ハラスメントの事例
従業員が上司からセクハラ等の行為を受けたとして、当該上司及び会社に対し慰謝料、休業損害等の損害賠償請求がなされた事案(セクハラに基づく損害賠償請求事件)
内容
会社の女性従業員が、上司からのセクシャルハラスメントとパワーハラスメント行為が原因で、適応障害とうつ病を発症し、治療を余儀なくされたと主張して、会社と上司に対し、精神的苦痛に対する慰謝料、休業損害、賞与未支給相当額など、合計約600万円の損害賠償を請求しました。本件では女性従業員について労働災害と認定されていました。
結論
上司である従業員が請求額の約6分の1の金100万円を支払うとともに、女性従業員は会社を退職し、会社が退職金規定に基づく退職金を支払う旨の訴訟上の和解が成立しました。
解説
セクハラやパワハラ問題では、双方が主張する事実関係について大きな違いがあることが多く、当事者間でどのようなやり取りがあったのか、なかったのかという事実認定や、仮に主張されている事実があったとして、それが違法と評価されるだけの行為であるのかが問題になります。

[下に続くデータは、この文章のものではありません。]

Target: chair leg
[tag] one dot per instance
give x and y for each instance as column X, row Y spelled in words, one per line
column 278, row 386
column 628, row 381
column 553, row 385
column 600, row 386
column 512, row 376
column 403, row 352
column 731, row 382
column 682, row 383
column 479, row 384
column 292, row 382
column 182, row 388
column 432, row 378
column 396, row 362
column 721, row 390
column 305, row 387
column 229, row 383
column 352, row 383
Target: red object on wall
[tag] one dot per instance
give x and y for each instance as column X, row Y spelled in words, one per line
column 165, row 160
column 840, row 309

本件では、当事者間に大量のメールのやり取りがあり、それをもとに労災認定がされていました。本案件では訴訟を提起された後の御依頼であったため、被害にあったと主張する者の話を直接聴取することはできませんでしたが、セクハラ行為をしたとされる従業員や、同じ事務所で働いている複数の従業員からも十分に聞き取りを行い、女性従業員が主張するようなハラスメント行為は存在しないこと、またメールの内容についても違法と評価されるような内容、頻度ではないこと等を主張しました。
その結果、前記の通り請求額の約6分の1相当の金額を上司である従業員が負担することで解決できました。また、女性従業員は会社を退職し、会社としては退職時には支給することになっている退職金を支給するのみで追加の負担なしに解決ができました。